By the way, the valve 12b includes two or more operating state detection means, in this case a diaphragm device 23, and levers 21 and 22 that are respectively linked to a linkage 24 connected to the load lever 13 of the injection pump 14. When at least one of the valves 22 rotates in the valve closing direction, it is fully closed, so that only one valve 21b can accurately control resonance supercharging based on the boost pressure and engine load, and as a result, the operating state can be detected. Compared to the case where valves are provided individually for each means, structural simplification, weight reduction, and ease of valve installation can be achieved.
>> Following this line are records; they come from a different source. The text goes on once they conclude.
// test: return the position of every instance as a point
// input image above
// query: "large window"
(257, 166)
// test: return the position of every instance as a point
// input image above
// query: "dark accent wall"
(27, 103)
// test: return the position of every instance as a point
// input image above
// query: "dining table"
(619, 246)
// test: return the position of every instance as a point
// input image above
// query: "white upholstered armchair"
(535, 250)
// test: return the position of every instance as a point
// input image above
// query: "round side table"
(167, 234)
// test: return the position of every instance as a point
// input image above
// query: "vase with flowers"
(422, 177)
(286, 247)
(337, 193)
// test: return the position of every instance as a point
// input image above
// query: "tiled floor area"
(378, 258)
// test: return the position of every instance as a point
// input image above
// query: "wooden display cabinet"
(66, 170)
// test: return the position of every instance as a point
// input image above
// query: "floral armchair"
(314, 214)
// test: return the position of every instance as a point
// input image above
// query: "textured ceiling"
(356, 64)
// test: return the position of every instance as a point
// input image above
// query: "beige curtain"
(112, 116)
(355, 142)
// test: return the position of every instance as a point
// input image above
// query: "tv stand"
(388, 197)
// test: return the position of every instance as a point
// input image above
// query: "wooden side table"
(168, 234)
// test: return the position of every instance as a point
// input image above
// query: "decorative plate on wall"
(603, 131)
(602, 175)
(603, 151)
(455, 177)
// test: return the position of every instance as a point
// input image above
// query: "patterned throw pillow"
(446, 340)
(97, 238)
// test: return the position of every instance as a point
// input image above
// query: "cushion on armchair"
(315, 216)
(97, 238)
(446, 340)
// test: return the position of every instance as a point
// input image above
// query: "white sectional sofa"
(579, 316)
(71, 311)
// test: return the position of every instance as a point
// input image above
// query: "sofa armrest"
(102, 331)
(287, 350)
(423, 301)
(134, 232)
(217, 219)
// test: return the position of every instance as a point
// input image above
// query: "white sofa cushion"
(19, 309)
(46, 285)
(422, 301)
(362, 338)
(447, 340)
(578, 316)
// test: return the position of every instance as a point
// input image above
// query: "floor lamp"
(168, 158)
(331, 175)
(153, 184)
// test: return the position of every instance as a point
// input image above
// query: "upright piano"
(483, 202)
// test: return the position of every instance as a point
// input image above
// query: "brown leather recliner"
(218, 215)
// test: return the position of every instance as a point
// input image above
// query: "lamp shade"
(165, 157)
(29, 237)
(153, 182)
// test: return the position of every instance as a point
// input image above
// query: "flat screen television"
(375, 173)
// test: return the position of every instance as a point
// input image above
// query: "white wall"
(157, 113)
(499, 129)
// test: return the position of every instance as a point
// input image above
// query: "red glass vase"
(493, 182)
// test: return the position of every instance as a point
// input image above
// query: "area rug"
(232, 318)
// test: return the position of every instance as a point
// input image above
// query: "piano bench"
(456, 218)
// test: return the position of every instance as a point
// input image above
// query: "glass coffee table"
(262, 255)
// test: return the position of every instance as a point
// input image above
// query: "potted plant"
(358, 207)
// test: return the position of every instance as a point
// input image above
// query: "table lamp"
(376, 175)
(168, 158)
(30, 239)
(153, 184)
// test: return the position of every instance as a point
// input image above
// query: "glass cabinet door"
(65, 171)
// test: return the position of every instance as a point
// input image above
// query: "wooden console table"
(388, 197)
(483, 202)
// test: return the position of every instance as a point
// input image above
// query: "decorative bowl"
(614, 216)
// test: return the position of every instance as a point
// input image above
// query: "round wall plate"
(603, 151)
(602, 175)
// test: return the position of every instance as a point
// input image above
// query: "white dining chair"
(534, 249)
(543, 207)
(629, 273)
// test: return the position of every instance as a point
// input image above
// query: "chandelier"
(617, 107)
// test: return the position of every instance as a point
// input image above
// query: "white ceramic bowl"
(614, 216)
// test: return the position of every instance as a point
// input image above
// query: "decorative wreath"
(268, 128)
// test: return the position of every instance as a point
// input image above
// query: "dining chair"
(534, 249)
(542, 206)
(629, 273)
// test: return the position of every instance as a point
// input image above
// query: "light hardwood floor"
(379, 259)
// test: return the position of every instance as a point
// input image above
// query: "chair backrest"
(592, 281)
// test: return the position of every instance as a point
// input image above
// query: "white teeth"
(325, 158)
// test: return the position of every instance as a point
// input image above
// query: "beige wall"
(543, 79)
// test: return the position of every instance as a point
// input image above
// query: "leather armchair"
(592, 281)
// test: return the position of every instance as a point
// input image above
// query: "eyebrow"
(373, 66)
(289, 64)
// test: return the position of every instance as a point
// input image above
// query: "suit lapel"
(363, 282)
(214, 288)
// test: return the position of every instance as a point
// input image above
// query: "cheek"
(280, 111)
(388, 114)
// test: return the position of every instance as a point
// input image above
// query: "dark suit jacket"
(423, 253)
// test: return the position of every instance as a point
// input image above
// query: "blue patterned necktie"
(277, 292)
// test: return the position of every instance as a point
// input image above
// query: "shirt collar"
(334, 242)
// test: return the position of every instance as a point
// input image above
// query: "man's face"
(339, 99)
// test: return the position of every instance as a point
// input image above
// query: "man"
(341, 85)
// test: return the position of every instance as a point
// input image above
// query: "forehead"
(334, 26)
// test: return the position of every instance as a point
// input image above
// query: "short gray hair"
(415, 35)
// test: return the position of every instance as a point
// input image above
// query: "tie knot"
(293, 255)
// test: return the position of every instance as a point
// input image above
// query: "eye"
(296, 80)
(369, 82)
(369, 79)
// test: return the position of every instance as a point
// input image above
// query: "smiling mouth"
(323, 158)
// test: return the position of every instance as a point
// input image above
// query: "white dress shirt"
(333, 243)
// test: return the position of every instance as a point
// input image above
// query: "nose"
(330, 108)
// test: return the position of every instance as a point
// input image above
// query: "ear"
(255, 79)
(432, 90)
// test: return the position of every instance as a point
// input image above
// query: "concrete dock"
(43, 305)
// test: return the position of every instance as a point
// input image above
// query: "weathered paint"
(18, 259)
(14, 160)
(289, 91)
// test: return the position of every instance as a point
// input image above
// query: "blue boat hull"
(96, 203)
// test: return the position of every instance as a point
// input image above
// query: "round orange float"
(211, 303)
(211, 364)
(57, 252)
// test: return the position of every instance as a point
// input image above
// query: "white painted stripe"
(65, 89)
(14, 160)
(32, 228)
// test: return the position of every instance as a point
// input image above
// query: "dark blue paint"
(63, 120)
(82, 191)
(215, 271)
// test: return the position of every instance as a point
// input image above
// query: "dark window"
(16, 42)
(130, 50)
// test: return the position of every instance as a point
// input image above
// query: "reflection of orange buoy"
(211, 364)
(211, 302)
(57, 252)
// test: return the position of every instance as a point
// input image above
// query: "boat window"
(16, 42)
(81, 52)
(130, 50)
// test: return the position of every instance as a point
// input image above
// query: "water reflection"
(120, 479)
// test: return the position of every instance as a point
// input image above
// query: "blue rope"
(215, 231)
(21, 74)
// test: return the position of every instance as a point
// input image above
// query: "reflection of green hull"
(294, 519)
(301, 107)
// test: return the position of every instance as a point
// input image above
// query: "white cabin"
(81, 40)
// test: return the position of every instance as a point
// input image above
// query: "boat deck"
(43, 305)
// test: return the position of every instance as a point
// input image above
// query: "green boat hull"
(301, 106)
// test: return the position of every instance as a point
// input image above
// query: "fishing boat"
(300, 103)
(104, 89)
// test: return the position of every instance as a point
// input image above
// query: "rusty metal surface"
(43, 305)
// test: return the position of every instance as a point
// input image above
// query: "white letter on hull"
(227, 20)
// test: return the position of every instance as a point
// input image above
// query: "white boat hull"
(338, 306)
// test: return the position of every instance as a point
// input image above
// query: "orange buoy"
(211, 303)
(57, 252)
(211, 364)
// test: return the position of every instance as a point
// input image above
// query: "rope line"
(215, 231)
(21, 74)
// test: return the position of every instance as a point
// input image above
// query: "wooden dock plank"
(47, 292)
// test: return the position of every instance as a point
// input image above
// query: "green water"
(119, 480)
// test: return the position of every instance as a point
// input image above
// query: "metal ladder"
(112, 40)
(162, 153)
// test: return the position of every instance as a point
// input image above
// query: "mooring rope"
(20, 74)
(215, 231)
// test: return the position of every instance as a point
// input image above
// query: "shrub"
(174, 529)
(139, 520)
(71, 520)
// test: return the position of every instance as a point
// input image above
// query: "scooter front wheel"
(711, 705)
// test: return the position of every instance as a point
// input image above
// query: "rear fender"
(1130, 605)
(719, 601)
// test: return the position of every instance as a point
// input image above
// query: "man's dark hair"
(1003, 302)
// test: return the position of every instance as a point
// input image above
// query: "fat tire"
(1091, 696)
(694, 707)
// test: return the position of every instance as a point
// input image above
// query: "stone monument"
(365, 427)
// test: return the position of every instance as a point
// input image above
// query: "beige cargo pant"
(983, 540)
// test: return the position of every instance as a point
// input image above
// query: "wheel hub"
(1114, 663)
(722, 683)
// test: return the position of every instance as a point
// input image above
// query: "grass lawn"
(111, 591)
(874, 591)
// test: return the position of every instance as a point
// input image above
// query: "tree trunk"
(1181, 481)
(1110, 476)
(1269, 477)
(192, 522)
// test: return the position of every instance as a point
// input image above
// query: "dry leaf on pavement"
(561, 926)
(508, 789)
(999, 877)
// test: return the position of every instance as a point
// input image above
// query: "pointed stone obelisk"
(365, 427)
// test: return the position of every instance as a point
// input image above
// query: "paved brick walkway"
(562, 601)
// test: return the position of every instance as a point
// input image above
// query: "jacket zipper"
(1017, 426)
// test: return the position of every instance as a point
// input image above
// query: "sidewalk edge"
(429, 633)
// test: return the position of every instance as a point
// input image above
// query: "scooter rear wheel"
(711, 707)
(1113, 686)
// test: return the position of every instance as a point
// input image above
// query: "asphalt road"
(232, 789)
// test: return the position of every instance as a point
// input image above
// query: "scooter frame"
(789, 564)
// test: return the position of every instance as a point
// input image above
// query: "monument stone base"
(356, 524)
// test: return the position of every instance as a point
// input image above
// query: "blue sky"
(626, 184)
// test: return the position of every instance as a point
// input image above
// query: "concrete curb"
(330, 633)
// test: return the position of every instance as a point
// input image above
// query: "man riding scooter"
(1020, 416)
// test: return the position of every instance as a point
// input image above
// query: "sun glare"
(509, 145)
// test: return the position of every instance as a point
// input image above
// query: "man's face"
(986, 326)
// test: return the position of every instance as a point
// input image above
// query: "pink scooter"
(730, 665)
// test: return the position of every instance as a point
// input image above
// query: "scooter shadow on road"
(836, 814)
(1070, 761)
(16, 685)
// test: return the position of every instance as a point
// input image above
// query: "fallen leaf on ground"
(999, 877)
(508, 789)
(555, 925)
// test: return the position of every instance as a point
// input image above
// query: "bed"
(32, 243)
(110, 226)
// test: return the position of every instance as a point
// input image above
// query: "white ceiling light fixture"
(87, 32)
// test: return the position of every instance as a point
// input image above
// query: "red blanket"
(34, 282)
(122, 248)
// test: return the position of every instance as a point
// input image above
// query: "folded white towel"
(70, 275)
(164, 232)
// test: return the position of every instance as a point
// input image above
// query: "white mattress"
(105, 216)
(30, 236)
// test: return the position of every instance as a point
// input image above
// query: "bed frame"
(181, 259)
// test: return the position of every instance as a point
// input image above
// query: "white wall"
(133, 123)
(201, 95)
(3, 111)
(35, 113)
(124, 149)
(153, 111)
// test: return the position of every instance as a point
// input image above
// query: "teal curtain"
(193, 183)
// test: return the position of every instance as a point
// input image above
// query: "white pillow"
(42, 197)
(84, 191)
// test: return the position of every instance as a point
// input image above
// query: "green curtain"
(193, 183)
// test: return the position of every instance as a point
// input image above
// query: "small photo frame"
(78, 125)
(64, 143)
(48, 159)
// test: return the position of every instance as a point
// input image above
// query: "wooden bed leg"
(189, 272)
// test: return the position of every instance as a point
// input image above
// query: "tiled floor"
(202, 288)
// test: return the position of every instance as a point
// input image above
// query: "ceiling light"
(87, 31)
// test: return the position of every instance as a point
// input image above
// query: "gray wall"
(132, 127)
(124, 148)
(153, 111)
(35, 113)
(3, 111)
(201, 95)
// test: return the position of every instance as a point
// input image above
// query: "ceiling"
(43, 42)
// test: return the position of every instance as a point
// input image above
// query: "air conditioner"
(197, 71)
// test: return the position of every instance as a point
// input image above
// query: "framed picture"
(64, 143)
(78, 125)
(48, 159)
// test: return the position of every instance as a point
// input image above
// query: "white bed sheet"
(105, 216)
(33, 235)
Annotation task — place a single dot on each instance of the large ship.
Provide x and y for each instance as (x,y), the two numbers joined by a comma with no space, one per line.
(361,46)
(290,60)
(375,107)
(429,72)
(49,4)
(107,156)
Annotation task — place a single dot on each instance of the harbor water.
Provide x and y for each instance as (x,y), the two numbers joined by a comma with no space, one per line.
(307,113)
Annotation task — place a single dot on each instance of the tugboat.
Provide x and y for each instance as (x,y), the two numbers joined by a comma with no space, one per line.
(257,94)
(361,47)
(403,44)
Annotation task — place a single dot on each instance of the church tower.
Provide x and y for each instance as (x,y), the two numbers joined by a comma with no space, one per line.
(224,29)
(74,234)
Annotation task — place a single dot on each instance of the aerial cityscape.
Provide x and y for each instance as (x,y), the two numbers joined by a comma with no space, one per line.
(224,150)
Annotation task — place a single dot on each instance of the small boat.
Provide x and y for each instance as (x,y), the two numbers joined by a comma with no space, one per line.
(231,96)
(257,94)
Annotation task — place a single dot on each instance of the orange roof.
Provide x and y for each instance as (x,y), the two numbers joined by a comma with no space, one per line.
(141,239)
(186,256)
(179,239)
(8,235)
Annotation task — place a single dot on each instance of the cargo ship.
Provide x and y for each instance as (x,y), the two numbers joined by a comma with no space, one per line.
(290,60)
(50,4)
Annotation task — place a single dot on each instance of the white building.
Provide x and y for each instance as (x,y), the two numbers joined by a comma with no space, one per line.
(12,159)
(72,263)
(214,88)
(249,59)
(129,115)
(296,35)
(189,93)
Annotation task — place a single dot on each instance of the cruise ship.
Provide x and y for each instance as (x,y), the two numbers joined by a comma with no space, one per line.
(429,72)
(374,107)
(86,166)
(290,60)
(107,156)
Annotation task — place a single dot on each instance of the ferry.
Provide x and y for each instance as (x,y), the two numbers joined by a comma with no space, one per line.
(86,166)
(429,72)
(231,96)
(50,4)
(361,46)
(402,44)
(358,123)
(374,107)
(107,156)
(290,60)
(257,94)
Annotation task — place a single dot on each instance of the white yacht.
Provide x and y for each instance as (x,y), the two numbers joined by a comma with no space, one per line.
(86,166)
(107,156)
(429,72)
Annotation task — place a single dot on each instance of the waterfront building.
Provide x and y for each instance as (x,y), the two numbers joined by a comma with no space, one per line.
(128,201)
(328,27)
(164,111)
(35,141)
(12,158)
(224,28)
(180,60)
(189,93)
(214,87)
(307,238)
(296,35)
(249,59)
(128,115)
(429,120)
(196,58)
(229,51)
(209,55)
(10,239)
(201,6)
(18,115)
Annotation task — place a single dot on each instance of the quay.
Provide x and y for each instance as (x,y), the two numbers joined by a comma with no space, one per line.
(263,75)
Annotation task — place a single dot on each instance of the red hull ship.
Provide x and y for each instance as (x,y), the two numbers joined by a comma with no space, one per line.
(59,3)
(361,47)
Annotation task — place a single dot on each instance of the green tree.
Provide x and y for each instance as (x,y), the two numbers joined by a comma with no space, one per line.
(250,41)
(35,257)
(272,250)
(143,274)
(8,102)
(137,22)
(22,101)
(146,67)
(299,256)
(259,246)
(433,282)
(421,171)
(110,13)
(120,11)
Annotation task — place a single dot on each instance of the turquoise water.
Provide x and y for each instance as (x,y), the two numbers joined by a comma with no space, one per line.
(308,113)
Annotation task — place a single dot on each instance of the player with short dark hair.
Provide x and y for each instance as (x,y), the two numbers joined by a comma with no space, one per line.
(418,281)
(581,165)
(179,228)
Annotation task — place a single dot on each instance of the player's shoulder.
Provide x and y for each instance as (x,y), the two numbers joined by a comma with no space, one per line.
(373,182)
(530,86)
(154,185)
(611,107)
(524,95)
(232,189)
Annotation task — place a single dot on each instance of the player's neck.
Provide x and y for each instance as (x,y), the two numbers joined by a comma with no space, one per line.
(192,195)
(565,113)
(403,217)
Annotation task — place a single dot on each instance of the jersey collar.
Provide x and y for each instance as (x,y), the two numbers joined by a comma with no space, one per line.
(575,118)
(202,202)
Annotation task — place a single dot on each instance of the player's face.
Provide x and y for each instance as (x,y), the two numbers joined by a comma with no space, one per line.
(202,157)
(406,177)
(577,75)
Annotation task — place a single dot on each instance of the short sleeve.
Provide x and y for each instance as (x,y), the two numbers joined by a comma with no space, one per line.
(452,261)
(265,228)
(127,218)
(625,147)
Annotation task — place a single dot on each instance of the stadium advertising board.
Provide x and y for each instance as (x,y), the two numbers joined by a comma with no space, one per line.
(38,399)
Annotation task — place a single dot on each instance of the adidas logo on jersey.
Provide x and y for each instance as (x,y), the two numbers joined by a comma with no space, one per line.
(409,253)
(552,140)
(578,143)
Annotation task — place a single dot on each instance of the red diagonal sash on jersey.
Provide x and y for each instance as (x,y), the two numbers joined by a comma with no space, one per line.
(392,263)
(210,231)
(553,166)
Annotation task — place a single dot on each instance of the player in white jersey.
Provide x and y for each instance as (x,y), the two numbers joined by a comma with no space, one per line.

(Effects of the invention) In summary, according to this invention, in a diesel engine in which resonance pipes are connected to a plurality of cylinders through merging parts, where the opening timings of the intake valves do not overlap with each other, the merging parts of the resonance pipes are communicated with each other. A valve is provided that forms a passage and opens and closes the passage in conjunction with multiple systems of operating state detection means, and a return spring that biases the valve rotating shaft in the valve opening direction is provided and is freely rotatably fitted to the rotating shaft. A plurality of levers are provided, and the free ends of the levers are individually linked to the operating means of the plurality of systems, and the lever rotation angle between these levers and the rotation shaft is a predetermined value or more, and only in the valve closing direction. Since the engaging locking means is provided, the resonant supercharging can be controlled using only one valve in conjunction with multiple systems of operating state detection means.

[Brief explanation of the drawing]

1 and 2 are schematic configuration diagrams of different conventional devices, FIG. 3 is a map of equal fuel efficiency, FIG. 4 is a schematic configuration diagram showing an embodiment of this invention, and FIG. 5 is a perspective view of the main parts thereof. #1 to #6... Cylinder, 7, 8... Downstream merging section, 9, 10... Resonance tube, 11... Passage, 12b
... Valve, 18 ... Rotating shaft, 20 ... Return spring, 21, 22 ... Lever, 21B, 2
2B...Latching claw, 21C, 22C...Locking protrusion,
23...Diaphragm device, 24...Linkage.

Claims (1)

[Scope of utility model registration request] In a diesel engine in which a resonance pipe is connected to a plurality of cylinders whose intake valve opening timings do not overlap each other through a merging part, a passage is formed that communicates the merging parts of the resonance pipes with each other, and the operating state of multiple systems is detected. A valve is provided which opens and closes the passage in conjunction with the means, a return spring is provided which biases the valve rotating shaft in the valve opening direction, and a plurality of levers are rotatably fitted to the rotating shaft, and the free end of the lever is A locking means is provided that is individually linked to the plurality of operating means and engaged only in the valve closing direction in a region where the lever rotation angle is greater than a predetermined value between the lever and the rotating shaft. Resonant supercharging control device for diesel engines.